IIRC, he's intentionally leaving the box connected as he is looking for more
information on the people that did it.

Jamin W. Collins
-----Original Message-----
From: Jason Costomiris [mailto:[EMAIL PROTECTED]]
Sent: Thursday, September 21, 2000 6:15 AM
To: [EMAIL PROTECTED]
Subject: Re: More hacked server questions

On Wed, Sep 20, 2000 at 02:07:45PM -0500, Kerry Miller wrote:
: I've been tinkering with that server a little, got the logging working (at
: least partially) and have gotten a lot of interesting IP addresses in the
: log.  I'm tightening it up to stop them from hacking other people's
systems
: with it, and I don't even begin to know where to look for any software
they
: may have installed yet (other than their porn web server).

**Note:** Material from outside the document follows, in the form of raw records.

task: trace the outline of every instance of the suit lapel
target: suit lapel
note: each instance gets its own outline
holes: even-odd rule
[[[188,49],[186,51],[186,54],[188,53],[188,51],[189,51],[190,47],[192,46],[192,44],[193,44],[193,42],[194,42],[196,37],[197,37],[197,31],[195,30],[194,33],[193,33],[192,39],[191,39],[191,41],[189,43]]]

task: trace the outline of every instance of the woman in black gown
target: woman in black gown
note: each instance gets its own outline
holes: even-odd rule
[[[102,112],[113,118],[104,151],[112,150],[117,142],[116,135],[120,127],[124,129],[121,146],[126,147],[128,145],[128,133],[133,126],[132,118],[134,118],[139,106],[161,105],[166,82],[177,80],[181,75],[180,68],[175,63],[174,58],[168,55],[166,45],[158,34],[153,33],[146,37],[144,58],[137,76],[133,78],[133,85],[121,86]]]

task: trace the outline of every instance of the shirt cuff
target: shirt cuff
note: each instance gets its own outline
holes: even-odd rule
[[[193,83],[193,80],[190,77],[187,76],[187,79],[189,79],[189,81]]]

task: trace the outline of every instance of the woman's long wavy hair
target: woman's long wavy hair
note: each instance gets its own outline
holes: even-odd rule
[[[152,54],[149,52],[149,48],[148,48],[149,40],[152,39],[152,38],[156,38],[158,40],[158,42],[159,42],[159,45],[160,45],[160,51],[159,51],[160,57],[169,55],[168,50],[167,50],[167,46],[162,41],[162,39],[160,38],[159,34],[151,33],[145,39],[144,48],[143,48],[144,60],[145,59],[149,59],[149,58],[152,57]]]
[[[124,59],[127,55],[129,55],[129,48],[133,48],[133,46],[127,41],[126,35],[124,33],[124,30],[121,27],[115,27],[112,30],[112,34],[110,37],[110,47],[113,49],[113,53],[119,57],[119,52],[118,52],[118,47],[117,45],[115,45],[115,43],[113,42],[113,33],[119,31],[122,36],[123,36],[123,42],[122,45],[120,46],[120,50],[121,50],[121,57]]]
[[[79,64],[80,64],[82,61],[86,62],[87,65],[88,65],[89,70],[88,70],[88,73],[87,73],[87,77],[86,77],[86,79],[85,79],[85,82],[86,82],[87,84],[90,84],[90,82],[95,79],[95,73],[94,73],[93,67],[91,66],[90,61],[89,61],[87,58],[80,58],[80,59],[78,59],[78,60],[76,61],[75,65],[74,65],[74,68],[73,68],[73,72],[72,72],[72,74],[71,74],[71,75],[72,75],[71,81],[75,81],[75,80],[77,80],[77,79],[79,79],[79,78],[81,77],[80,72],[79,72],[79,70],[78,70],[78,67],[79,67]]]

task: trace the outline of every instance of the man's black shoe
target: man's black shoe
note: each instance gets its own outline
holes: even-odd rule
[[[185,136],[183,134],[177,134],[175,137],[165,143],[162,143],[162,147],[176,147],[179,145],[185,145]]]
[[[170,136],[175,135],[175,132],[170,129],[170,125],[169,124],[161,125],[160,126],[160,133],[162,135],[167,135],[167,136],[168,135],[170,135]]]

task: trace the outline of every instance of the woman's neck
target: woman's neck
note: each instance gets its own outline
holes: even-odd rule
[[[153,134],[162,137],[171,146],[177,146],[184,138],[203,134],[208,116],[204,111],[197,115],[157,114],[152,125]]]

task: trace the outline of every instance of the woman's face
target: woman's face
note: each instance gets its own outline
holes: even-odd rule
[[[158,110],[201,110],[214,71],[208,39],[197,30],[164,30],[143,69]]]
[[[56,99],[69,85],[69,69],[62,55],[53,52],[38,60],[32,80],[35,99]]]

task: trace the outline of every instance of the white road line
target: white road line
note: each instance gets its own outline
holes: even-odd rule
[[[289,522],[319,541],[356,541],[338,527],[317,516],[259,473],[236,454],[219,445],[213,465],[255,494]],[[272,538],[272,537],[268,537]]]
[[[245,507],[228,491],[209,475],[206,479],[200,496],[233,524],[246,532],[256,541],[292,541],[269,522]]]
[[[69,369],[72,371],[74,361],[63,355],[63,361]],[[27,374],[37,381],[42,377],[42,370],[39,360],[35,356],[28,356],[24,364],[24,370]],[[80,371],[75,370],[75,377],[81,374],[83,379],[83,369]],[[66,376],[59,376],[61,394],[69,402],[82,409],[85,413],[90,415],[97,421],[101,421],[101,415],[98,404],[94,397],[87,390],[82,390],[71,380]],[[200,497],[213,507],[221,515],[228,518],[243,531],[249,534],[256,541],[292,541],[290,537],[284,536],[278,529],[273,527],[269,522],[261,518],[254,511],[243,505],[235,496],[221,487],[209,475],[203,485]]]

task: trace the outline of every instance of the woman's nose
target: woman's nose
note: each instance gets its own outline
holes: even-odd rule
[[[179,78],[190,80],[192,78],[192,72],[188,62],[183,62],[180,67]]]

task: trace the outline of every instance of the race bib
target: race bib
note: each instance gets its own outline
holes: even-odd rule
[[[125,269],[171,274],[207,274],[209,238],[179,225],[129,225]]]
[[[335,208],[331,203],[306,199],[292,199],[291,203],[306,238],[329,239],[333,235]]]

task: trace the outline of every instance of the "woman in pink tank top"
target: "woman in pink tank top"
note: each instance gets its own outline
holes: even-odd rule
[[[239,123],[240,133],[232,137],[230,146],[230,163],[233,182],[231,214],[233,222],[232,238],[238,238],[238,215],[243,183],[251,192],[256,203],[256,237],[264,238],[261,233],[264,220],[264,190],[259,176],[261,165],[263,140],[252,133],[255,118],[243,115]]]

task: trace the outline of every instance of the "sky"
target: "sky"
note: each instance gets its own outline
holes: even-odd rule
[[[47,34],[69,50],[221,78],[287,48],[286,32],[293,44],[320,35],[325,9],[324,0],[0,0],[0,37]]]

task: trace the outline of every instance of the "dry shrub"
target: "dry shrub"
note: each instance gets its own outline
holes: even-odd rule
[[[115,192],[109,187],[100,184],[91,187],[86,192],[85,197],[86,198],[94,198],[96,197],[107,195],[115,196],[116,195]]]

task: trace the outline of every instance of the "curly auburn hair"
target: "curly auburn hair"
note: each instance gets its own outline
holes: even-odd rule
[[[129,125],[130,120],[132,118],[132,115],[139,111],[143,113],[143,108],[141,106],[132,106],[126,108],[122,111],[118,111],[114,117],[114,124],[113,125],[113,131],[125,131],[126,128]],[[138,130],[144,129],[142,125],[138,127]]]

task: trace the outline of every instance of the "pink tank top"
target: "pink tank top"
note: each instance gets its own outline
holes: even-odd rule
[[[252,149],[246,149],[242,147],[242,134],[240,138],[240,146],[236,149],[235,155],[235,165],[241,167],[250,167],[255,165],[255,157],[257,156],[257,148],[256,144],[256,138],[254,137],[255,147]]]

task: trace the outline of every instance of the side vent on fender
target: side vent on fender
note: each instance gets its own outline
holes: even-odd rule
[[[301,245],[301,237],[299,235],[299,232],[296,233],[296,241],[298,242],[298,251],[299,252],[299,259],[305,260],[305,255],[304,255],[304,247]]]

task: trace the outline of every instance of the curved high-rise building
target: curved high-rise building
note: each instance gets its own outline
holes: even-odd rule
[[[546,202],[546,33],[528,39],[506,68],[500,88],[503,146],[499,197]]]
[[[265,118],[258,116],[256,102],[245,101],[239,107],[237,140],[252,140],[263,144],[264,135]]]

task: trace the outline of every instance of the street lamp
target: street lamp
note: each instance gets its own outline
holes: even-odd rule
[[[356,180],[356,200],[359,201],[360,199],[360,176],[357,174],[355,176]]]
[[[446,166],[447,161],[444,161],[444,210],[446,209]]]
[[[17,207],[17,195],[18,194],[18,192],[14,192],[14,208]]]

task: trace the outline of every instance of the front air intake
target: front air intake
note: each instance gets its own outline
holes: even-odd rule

Well, for starters, TAKE IT OFF THE NETWORK!  Don't examine a hacked
machine with it on the network.  You're still giving them a jump-off
point.  Most likely the machine was rootkitted, and unless you've
"de-kitted" it, which is certainly not an exact science, you are most
likely still able to be connected to.  If you must have the machine
networked, do it on a private, firewalled LAN.

: I restarted the syslog and they rebooted the machine this morning (it's
: 1500 miles away...) and the messages file is working but I'm still not
: getting any entries in /var/log/secure, it's just a zero-length file.  The
: syslogd.conf file looks the same as mine so I guess it's ok.  Any ideas
how
: to get secure working?

They replaced your syslogd with a trojaned one that doesn't log anything.

--
Jason Costomiris <><           |  Technologist, geek, human.